A projectile is launched vertically upward from ground level with an initial velocity of 112 ft/s.
A. Find the velocity at t= 3s and t=5s
B. How high will the projectile rise
C. Find the speed of the projectile when it hits the ground.
A projectile is launched vertically upward from ground level with an initial velocity of 112 ft/s.
A. Find the velocity at t= 3s and t=5s
B. How high will the projectile rise
C. Find the speed of the projectile when it hits the ground.

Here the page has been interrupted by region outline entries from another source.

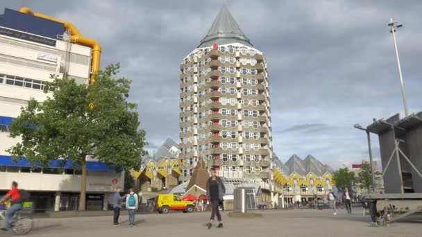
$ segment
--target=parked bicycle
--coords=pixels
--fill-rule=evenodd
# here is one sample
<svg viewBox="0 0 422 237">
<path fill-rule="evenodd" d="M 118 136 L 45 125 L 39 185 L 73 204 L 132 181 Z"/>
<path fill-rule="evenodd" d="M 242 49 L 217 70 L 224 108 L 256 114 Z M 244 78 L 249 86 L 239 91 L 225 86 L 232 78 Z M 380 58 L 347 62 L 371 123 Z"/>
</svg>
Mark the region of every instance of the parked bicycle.
<svg viewBox="0 0 422 237">
<path fill-rule="evenodd" d="M 4 206 L 3 206 L 4 207 Z M 0 207 L 0 225 L 4 225 L 6 221 L 5 214 L 6 209 Z M 13 216 L 13 221 L 12 222 L 12 230 L 15 234 L 25 235 L 33 227 L 33 220 L 31 216 L 22 216 L 21 211 L 17 211 Z"/>
</svg>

What have you tried? Since this is going straight up (and then back down, of course) its acceleration is that of gravity, -g. The acceleration is a constant, -g so its speed, at time t is the integral of that. And the distance will be the integral of the speed. The only integral formula you need is $\displaystyle \int t^n= \frac{1}{n+1}t^{n+1}+ C$.
Now try to finish it.
The equations you have to use are :
1)v=u-gt ,where v is the final speed u the initial and g the constant accelaration of bodies falling in empty space
2) h =$\displaystyle ut-\frac{1}{2}gt^2$ ,where h is the height t is the time
So in (1) put t=3s and t= 5s to find the speed
To find out how high the projectile will rise ,put at the equation(1) v=0 and :
t= u/g .Now put that into (2) and we get :h =$\displaystyle \frac{u^2}{2g}$
Note at the point where the projectile reaches its highest point its v =0
I will let you do part c
Using integration we have : ( Bold letters denote vectors)

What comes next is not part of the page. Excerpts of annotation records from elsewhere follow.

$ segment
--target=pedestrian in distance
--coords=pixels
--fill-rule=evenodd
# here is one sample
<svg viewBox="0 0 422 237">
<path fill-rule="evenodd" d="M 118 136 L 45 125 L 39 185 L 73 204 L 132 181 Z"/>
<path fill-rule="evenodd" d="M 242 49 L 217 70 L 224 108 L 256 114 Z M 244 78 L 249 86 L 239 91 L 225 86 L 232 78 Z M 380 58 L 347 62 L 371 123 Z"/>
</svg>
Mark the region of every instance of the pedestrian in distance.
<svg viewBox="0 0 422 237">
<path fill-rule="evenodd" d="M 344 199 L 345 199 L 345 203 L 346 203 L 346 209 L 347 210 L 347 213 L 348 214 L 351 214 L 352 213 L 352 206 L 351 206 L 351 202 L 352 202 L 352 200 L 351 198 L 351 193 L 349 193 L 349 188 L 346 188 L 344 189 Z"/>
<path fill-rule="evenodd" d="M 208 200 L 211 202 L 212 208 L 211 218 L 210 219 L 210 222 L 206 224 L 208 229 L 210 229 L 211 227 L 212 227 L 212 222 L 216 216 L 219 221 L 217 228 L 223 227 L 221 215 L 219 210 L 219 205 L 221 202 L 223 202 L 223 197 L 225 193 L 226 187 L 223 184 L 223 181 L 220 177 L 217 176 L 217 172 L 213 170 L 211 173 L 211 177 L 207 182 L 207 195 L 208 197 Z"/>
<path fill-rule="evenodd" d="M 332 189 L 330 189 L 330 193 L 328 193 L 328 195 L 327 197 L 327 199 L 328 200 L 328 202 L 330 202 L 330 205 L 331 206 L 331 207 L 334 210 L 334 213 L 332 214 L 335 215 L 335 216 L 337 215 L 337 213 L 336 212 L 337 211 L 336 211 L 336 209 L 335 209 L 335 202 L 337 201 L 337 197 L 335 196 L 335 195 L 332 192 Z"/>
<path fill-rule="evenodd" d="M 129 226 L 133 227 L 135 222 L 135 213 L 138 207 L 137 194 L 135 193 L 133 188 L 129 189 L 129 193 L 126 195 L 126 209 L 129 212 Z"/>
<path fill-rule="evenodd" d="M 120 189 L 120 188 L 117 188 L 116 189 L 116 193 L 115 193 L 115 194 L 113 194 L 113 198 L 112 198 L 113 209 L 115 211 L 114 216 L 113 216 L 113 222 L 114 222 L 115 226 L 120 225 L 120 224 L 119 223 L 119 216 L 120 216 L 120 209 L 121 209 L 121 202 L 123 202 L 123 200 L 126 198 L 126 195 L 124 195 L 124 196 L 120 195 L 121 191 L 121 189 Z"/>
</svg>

dv/dt = g.But g =-zg ,where z is the unit vector along the z axis
And since v = zv we have:
z$\displaystyle \frac {dv}{dt} = $-zg and
dv = -gdt . Integrating the left side from v=u to v=v and the right side from t=0 to t=t we get:
v=u-gt.
Also we have :
dh/dt= v. But h=zh and v=zv.
Hence zdh = z(u-gt)dt => dh =(u-gt)dt.
Now integrating the left side from h=0 to h=h and the right side from t=0 to t=t we have:
h =ut-$\displaystyle \frac{1}{2}gt^2$